信行道場とは日蓮宗の教師になるための養成機関で35日間こもって修行するところです。
そこでは一切外界との接触を断たれひたすらさまざまな修行に取り組むのです。
食事はもちろん精進料理、地元のお母さんたちの手作りごはんです。
たとえば朝はごはんに生卵、箸休めの漬物と汁物。(私が信行道場に行ったのは昔のことなので今は違っているのかもしれませんが)
たまに夕食にカレーが出ることもあります。しかしそのカレーも精進料理なので肉はなし、代わりにこんにゃくが入ります。小口切りのこんにゃくの食感は肉を感じなくもないし味も良かった。あまりに面白かったので、道場を出たら作ってみようを思ったのですが結局今まで一度も作ることはありませんでした。やはりあの場所で食べるからおいしいと感じるのかも知れません。
食事は指導者の引金(法要道具の一つで音を出して合図をする道具)の合図で食べ始め、二度目の引金の音で食事終了となります。食事中はもちろん無言です。
食べる楽しみというのはほとんどありませんが、唯一の変化は外部からの差し入れです。特定の個人にだけ差し入れすることはできませんから、差し入れする場合は道場生全員分をおさめることになります。
ヨーグルトとかお菓子類が多かったように思います。
いただいた差し入れ品はおいしく残さずいただくのが基本ですが、差し入れが多くて食べきれない場合もあります。そんな時にはまだ食べられる仲間に食べてもらうという形で対応していました。
中でも差し入れの多かったのが身延まんじゅう、私たち山梨地元の人間は食べ飽きている感があるのですが県外の方にはとても魅力的に映るらしく人の分までたくさん食べる人もいましたね。
たいてい信行道場から出るときには体重が減っていることが多いのですが、身延まんじゅうの食べ過ぎで太った人もいました。
今差し入れは現物ではなくお金でおさめることになったらしいのでこういう風景はもう見られないのかもしれません。

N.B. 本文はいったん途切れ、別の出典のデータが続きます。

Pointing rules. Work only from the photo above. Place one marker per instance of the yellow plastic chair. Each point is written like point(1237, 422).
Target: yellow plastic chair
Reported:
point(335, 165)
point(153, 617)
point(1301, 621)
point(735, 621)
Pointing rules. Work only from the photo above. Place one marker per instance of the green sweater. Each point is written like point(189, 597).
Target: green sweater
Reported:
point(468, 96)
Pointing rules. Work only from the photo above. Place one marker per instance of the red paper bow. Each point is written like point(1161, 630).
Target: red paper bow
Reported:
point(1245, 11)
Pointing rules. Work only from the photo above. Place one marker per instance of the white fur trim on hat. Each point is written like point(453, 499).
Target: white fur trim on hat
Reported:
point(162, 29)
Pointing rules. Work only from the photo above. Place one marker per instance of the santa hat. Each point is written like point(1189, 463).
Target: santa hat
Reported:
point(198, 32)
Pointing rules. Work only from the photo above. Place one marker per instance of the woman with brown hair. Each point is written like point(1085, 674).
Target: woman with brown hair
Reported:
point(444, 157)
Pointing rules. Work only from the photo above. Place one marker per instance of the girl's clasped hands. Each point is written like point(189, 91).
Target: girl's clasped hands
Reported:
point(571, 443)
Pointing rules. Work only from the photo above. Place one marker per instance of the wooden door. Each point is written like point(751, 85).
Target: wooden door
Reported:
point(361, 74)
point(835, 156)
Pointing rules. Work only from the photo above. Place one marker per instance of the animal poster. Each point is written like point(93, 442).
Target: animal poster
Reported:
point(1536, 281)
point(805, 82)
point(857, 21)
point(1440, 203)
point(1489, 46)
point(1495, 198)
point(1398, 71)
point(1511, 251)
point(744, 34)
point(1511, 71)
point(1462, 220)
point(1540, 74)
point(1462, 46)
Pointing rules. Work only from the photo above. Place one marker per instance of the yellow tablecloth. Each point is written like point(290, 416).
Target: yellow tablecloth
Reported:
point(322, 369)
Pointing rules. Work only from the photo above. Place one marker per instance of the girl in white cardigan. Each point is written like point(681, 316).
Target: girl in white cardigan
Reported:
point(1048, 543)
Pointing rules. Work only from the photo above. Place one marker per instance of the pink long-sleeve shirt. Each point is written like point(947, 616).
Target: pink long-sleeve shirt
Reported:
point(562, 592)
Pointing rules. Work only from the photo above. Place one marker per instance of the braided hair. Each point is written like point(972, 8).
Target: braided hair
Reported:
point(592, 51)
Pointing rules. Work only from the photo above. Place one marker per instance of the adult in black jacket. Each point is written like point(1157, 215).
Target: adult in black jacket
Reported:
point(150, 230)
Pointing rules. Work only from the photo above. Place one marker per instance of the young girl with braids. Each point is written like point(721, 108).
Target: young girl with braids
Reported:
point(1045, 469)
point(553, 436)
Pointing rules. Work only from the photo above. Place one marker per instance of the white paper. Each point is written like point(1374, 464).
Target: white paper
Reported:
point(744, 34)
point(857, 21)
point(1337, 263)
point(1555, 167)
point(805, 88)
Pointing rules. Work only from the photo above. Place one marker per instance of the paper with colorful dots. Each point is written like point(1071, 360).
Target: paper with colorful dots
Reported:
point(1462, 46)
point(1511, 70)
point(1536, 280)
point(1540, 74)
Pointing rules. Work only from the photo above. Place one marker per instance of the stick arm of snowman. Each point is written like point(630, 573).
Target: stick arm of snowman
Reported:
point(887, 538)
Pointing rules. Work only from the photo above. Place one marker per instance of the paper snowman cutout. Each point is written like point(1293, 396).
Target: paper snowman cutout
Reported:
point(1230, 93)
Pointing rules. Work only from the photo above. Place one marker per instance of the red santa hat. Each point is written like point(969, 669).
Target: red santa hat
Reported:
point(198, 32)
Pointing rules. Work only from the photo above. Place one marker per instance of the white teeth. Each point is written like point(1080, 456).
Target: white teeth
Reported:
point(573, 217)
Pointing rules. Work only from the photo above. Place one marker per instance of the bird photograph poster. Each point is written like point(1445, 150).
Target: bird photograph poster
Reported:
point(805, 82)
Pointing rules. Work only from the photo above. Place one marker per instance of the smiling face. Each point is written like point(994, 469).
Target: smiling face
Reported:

食べ物の変化といえば、もう一つは道場から外部に出た時です。信行道場のカリキュラムの中には七面山登山や山梨近隣の霊跡への訪問があります。その時にもご供養としてパンやジュースなどが差し入れされることもありました。たいていはその場で食べるのですが、食べきれない場合は持ち帰りとなります。バスで移動のときはいいのですが、長い距離を歩く場合、特に登山などの時にはジュースの重さ(時には数本となる)が負荷となって結構大変だった記憶があります。
いずれにしても無事に道場を終えられたのはおいしいごはんを作ってくれた地元のお母さんたちやご供養として差し入れをしてくださった方々のおかげでもあります。
あの時はほんとうにごちそうさんでした。